Elinor Snowsill
- Born: 27 June 1989 (age 36) Ascot, Berkshire
- Height: 1.66 m (5.4 ft)
- Weight: 62 kg (9.8 st)
- University: Loughborough University

Rugby union career
- Position: Fly-half
- Current team: Bristol Bears

Amateur team(s)
- Years: Team / Apps / (Points)
- Newport Gwent Dragons

International career
- Years: Team / Apps / (Points)
- 2009–2023: Wales / 76
- Correct as of 2 January 2018

= Elinor Snowsill =

Wales international rugby union player

Elinor Snowsill (born 27 June 1989) is a Welsh rugby union player who plays as a fly-half for Bristol Bears. She made her debut for Wales against Sweden in 2009, earning 76 caps before her international retirement in August 2023.

== Club career ==
Snowsill began her rugby career with Cardiff Harlequins, playing two matches for the club on the wing. She later played for Newport Gwent Dragons before moving to Bristol Bears.

== International career ==
Snowsill captained the Wales women's national under-20 rugby union team, before making her debut as a fly-half for the senior team in 2009 against Sweden. She eventually earned 76 caps.

In April 2019, she played for British invitational rugby union club The Barbarians against the USA – a match she said at the time was "the best rugby experience I've ever had."

Snowsill became known on social media, alongside fellow Bristol Bears player Amber Reed, for a viral video showing a training ground routine involving a complicated trick shot. She was selected in Wales squad for the 2021 Rugby World Cup in New Zealand.

== Personal life ==
Born in Ascot, England to a Welsh mother and English father, Snowsill and her family relocated to Cardiff when she was seven.

As a youngster she excelled at football and represented Wales at age-grade level, only picking up a rugby ball aged 15 when a teacher at her school organised a girls' touch team.
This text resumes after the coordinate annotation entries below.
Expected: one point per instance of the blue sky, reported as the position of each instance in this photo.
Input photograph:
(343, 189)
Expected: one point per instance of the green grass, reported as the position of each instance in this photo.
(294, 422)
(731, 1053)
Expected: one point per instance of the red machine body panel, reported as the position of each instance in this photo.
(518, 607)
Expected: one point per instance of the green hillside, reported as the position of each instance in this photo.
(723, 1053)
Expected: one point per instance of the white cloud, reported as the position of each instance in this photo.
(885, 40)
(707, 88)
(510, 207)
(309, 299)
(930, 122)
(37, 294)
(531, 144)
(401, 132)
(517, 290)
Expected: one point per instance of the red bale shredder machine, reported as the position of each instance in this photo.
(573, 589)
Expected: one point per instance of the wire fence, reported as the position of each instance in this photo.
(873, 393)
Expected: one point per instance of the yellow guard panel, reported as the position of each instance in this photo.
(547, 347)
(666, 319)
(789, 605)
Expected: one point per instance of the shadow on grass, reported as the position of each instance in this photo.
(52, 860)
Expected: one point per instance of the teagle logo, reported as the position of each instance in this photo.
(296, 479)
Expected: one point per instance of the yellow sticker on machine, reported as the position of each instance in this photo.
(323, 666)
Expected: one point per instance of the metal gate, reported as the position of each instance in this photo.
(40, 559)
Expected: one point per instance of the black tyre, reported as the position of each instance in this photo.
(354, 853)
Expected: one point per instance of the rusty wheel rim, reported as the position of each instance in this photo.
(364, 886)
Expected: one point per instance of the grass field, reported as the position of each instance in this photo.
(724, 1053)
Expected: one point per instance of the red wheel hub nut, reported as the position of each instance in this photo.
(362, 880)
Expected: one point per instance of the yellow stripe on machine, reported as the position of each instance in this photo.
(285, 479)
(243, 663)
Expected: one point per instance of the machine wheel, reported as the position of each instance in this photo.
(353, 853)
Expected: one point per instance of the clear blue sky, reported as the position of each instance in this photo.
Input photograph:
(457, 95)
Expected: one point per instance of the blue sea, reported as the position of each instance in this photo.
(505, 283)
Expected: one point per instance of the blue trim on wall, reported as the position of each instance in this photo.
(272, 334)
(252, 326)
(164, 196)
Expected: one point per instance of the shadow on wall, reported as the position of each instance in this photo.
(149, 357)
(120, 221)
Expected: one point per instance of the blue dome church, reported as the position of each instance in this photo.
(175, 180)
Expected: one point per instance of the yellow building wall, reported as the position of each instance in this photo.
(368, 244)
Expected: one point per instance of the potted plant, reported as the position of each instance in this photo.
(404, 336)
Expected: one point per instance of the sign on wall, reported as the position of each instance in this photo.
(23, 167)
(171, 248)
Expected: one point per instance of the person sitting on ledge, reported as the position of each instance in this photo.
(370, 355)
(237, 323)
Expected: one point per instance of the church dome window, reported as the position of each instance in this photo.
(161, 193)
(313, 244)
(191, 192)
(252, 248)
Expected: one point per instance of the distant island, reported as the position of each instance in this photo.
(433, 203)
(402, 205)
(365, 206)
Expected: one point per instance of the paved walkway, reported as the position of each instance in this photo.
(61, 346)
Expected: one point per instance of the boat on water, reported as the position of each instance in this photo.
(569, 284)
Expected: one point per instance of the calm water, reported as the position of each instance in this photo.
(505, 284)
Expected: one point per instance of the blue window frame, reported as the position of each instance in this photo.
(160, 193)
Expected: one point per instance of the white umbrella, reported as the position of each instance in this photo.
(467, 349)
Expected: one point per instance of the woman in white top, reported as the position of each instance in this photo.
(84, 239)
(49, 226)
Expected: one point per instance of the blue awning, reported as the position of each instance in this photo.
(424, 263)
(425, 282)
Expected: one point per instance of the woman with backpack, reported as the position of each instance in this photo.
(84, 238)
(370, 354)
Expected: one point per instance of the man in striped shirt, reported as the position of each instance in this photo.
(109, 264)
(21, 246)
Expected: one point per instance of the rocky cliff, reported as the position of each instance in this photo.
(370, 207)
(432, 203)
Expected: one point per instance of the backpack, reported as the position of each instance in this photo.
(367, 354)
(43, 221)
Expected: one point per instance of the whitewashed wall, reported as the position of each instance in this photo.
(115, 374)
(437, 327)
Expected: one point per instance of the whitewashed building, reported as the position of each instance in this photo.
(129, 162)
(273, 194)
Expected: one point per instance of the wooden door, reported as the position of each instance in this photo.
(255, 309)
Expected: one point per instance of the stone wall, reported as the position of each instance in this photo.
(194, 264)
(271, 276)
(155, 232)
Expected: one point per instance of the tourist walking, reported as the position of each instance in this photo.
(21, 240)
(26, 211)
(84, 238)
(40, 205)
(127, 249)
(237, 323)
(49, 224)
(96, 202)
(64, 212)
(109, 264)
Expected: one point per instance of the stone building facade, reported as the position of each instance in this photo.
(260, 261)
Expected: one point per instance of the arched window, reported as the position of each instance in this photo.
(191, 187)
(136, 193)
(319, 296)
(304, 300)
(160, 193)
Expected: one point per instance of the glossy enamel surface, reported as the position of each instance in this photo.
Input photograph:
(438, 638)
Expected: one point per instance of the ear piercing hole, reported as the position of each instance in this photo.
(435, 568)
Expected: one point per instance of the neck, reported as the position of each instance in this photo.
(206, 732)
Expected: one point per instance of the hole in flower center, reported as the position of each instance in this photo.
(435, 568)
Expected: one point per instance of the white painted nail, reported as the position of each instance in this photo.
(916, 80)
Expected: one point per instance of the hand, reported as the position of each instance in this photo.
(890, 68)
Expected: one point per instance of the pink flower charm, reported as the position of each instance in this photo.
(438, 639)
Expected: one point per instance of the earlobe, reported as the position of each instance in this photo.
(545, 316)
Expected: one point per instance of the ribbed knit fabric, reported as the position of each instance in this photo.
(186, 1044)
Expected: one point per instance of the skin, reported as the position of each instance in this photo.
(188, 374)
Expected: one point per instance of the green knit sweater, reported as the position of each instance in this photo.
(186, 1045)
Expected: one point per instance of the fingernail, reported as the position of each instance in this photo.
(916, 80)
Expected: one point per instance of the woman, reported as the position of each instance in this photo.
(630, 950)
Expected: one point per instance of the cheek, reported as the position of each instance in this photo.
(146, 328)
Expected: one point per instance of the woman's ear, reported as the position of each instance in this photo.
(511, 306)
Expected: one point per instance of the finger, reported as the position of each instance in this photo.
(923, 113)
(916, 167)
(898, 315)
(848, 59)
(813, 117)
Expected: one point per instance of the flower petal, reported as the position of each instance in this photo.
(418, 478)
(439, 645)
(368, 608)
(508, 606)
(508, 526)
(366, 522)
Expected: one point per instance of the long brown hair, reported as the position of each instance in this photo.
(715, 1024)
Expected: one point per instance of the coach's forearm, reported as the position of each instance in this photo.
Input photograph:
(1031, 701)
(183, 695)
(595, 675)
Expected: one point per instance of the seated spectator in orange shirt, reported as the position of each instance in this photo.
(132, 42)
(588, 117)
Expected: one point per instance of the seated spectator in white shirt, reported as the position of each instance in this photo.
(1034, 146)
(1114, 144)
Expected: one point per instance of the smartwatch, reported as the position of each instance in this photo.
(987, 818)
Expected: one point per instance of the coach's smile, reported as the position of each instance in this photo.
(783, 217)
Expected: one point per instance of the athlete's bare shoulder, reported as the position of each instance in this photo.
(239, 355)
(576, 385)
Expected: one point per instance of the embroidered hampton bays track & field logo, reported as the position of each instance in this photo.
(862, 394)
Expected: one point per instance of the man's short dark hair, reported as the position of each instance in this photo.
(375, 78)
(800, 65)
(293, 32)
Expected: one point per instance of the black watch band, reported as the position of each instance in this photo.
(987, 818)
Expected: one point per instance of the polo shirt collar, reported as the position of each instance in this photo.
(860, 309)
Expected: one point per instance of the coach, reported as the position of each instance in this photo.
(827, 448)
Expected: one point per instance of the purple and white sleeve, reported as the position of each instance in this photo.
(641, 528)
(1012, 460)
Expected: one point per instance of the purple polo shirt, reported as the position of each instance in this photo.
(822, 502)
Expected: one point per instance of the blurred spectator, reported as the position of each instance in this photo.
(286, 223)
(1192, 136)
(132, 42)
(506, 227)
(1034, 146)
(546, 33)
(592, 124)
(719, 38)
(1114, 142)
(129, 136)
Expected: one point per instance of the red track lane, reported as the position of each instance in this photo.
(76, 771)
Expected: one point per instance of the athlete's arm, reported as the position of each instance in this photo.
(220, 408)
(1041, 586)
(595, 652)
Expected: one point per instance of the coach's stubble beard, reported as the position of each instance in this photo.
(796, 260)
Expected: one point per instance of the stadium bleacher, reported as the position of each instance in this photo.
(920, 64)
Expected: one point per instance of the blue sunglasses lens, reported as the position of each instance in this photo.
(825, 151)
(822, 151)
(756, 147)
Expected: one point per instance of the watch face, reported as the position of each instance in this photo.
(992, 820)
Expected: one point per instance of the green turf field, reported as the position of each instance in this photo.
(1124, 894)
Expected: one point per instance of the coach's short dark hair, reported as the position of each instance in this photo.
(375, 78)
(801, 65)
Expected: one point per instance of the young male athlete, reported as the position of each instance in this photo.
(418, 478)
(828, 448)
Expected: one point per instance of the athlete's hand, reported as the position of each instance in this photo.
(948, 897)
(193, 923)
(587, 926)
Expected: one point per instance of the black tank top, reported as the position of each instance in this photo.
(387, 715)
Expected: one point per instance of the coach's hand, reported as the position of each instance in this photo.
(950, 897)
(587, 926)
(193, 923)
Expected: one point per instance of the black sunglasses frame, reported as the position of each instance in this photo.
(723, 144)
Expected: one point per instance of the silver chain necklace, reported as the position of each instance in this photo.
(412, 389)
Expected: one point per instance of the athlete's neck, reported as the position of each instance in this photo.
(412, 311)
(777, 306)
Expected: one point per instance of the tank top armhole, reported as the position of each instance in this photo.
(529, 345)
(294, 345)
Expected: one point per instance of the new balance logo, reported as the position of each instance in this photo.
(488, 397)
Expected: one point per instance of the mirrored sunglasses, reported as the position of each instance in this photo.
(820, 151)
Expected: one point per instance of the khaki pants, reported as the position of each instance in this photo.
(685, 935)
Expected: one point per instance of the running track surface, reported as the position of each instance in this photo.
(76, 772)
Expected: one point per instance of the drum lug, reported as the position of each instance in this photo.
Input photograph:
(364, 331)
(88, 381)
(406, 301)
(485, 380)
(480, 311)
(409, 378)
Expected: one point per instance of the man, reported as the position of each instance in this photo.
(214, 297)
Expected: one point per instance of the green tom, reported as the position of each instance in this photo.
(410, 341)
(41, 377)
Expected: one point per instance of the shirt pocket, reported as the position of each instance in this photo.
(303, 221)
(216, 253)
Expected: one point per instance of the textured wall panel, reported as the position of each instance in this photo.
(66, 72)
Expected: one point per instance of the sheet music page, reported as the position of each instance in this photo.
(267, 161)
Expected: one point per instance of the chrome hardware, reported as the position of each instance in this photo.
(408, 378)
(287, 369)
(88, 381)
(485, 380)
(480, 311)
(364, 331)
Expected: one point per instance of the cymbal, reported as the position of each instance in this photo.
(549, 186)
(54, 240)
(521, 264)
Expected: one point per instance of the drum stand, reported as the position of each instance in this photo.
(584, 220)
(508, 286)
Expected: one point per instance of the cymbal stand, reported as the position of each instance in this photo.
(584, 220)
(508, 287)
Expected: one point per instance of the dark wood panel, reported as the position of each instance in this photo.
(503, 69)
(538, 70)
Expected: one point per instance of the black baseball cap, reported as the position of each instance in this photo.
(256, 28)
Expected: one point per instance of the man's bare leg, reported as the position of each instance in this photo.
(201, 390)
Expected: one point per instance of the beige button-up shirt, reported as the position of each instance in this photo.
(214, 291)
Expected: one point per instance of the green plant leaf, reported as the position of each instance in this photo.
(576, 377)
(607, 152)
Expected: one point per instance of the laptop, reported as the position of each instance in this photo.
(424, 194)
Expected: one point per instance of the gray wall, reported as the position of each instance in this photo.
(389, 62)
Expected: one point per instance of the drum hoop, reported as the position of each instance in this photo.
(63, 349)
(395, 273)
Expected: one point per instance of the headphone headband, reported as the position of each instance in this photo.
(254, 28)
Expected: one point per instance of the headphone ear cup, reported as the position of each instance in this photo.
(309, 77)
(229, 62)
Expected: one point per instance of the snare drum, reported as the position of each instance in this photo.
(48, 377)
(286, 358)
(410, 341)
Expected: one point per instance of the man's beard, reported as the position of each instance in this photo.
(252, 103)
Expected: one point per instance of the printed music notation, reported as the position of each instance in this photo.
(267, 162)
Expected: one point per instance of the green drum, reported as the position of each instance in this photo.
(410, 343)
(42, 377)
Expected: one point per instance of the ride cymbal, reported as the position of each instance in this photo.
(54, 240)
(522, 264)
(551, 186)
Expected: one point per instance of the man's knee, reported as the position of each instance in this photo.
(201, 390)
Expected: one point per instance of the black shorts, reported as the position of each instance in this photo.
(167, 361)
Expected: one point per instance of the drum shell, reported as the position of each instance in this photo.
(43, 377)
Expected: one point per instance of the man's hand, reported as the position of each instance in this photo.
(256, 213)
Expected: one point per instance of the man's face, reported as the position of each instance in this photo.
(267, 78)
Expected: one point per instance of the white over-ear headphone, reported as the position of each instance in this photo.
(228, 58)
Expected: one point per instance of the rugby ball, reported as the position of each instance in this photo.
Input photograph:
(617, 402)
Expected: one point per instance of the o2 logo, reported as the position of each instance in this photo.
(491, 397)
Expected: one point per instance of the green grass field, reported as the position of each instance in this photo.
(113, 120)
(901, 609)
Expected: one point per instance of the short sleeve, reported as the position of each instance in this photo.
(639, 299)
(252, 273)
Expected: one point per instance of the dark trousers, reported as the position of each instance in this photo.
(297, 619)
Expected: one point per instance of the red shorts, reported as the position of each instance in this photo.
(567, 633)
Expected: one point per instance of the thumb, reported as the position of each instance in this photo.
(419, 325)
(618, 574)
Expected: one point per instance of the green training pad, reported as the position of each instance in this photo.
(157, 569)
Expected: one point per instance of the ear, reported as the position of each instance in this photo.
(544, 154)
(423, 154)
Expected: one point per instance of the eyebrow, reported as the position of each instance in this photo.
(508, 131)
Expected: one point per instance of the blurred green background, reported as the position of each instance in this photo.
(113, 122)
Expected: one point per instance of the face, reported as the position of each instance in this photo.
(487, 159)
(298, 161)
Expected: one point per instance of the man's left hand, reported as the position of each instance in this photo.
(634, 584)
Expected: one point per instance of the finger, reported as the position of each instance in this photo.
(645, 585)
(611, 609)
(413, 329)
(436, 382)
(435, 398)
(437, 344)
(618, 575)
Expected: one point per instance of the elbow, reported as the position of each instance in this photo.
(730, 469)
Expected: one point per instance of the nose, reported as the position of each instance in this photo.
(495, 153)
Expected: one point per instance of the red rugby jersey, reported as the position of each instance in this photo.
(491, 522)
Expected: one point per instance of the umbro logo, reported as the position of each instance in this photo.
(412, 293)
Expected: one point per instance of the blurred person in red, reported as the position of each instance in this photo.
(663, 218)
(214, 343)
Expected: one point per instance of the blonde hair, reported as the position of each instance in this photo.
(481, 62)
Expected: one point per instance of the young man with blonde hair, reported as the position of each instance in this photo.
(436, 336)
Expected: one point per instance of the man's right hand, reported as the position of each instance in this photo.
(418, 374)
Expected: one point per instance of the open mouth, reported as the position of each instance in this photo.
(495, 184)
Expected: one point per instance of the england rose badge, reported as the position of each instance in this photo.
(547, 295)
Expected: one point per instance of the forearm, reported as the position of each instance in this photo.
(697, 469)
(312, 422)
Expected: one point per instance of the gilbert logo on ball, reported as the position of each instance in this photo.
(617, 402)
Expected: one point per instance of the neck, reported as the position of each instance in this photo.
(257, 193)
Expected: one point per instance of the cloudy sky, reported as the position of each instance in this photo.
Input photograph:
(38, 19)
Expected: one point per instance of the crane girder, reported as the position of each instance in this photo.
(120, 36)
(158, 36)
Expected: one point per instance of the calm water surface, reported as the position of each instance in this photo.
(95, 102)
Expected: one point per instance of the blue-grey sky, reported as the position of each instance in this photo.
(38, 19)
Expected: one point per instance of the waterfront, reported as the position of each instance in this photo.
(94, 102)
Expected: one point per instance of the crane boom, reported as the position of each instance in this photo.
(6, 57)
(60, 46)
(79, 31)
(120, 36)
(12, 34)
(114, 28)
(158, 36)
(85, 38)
At the relatively late age of 19, Snowsill made the decision to focus exclusively on rugby.

She graduated from Loughborough University in 2010 with a 2:1 degree in psychology, and in 2014 graduated from Cardiff University with a distinction in PCGE psychology. Also in 2014, Snowsill launched her own healthy food company, Onest Food, alongside her rugby career.

Snowsill has always been involved in social and charitable work, previously working as a learning support officer, and since 2017 acting as mentor and coach at The School of Hard Knocks, an organisation that uses sport in secondary schools to tackle unemployment, crime and poor health.

She is also an active LGBTQ+ advocate, and has been outspoken on issues of diversity in rugby.